Trabzon…
Bir şehirden daha fazlası.
Karadeniz’in hırçın çocuğu, dağların gölgesinde yeşeren, insanının sıcakkanlılığıyla ısınmış denizin kokusunu ciğerlerimize çeken o eşsiz şehir.
İşte yine bir Trabzon Günleri’ne daha yaşıyoruz.
Pazar günü finalle tamamlanacak.
Daha önceki yıllarda Trabzon dışında, Ankara, İstanbul ve Kocaeli illerinde düzenlenen Trabzon Günleri bu kez uzakta değil yerinde yapıldı.
“Trabzon Seni Bekliyor” sloganıyla bu defa dışarda yaşayan Trabzonluları şehrimize davet etti şehrin şehr-ül emini Ahmet Metin Genç.
Bu yıl Trabzon Günleri başka bir güzeldi.

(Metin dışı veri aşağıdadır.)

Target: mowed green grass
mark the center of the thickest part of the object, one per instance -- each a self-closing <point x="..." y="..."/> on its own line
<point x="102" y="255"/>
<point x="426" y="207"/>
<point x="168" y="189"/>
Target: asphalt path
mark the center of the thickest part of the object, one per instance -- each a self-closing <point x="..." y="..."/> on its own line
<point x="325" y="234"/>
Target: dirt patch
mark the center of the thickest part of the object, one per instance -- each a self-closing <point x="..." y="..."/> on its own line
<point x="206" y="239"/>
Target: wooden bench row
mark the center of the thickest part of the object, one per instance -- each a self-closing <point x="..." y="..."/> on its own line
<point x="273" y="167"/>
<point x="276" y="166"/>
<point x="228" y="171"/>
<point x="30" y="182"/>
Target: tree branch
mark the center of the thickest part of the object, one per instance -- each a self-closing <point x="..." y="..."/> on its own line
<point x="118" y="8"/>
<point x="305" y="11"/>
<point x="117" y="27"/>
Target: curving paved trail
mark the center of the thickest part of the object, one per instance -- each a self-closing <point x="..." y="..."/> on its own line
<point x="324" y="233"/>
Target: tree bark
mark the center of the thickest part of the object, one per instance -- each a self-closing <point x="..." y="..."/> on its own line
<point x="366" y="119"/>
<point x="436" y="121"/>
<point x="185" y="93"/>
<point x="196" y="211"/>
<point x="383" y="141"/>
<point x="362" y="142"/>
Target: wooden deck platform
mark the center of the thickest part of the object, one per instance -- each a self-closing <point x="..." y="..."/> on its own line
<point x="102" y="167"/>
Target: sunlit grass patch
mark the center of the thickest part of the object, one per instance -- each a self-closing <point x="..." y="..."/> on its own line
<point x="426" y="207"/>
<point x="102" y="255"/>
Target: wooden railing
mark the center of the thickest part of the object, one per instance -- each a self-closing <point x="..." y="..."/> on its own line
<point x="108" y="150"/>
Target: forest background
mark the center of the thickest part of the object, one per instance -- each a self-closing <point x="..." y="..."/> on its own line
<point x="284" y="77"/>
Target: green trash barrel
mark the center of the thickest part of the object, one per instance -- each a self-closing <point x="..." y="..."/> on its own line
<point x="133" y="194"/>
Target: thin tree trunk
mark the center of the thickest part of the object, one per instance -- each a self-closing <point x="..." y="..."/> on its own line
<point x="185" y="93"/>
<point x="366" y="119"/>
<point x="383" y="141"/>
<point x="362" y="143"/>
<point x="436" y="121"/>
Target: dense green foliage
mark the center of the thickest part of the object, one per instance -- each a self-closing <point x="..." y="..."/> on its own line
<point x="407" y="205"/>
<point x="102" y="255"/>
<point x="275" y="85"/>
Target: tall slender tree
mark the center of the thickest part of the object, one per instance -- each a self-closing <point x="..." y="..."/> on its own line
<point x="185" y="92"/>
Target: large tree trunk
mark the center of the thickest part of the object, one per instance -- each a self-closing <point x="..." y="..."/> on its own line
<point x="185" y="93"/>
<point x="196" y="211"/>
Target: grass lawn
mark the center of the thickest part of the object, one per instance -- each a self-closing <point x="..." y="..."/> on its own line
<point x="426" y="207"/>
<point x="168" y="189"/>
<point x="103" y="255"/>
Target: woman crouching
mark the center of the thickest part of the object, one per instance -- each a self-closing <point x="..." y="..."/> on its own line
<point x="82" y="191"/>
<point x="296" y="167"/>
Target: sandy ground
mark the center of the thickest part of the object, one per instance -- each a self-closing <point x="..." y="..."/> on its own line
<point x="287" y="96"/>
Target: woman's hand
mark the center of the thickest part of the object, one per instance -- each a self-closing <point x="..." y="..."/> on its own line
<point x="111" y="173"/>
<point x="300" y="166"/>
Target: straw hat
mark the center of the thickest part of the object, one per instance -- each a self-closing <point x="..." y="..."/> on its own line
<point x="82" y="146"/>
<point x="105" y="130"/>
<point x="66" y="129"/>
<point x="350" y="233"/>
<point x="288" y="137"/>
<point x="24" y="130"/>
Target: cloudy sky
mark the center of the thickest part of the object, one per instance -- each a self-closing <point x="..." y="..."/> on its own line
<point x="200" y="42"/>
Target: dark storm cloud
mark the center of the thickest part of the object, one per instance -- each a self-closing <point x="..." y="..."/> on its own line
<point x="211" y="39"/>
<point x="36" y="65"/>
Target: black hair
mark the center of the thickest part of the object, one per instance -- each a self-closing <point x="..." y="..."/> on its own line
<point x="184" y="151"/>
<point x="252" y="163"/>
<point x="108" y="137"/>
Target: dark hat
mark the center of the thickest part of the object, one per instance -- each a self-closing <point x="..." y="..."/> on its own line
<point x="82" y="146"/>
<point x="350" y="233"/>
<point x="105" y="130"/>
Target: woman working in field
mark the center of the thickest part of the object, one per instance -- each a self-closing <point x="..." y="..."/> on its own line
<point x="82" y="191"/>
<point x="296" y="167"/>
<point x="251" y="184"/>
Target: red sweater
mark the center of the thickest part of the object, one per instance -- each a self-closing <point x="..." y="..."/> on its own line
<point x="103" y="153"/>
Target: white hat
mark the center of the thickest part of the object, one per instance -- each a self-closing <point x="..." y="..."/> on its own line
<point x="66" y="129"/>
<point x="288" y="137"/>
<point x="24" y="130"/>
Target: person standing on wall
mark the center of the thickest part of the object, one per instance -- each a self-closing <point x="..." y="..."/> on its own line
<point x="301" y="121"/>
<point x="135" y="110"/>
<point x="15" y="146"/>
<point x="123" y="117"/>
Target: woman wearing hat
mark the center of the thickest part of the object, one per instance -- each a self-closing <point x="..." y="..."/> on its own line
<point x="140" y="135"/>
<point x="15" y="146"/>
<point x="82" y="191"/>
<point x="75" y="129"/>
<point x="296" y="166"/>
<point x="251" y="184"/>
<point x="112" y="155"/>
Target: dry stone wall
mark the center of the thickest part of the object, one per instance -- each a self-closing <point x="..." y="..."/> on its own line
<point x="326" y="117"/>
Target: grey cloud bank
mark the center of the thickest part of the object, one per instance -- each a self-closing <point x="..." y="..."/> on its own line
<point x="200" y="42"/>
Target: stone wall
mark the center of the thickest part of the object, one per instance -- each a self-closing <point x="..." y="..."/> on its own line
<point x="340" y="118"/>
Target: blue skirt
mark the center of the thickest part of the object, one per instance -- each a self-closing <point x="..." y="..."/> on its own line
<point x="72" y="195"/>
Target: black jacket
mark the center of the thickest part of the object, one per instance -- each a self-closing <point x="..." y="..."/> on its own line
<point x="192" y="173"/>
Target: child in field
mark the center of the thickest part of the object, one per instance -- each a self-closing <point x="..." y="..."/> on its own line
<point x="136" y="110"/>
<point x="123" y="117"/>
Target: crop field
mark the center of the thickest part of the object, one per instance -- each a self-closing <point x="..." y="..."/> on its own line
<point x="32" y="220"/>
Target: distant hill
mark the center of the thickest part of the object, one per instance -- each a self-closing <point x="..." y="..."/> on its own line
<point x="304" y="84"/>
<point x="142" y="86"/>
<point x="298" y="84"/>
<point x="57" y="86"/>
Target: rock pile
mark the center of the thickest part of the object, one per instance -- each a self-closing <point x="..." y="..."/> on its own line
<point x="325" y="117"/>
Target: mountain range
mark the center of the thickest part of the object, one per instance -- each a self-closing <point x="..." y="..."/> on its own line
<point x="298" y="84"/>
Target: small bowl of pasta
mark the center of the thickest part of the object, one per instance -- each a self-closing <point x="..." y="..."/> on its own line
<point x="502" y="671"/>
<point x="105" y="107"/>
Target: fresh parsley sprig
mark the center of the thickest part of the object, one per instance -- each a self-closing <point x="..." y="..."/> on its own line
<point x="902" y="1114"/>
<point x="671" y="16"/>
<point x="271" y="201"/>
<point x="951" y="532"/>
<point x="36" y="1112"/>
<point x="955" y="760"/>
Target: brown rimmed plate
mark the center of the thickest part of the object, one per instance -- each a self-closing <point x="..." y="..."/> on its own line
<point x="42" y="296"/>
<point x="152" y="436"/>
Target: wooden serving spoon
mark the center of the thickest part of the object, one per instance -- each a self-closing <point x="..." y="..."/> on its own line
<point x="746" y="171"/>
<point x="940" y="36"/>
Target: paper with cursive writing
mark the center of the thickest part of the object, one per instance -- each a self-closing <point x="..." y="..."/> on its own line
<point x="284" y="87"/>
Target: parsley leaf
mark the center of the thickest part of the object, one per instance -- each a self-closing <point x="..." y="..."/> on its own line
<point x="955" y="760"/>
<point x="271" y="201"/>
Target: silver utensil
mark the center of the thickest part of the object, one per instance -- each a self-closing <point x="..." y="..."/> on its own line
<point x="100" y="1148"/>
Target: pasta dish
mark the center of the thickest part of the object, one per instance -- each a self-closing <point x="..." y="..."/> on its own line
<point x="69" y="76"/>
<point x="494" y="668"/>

Çünkü bu kez memleket, kendisini memleketinde ağırladı. “Trabzon Seni Bekliyor” dedi Büyükşehir Belediye Başkanı Ahmet Metin Genç, biz de koşa koşa gittik.
Gurbette olan geldi, köyde olan indi, şehirde olan meydanlara aktı.
Yerinde
Gerçi uzakta da olsak gurbette de olsak fark etmez bu kez Trabzon’da bir araya gelmenin, “biz” olmanın mutluluğunu yaşadık.
Trabzon Günleri, sadece bir fuar ya da etkinlik değil.
Bir kemençe sesiyle çocukluğumuza döndüğümüz, bir mıhlama kokusuyla annemizin mutfağını hatırladığımız, bir horon halkasında bütün dertlerimizi unuttuğumuz bir bayramdır aslında.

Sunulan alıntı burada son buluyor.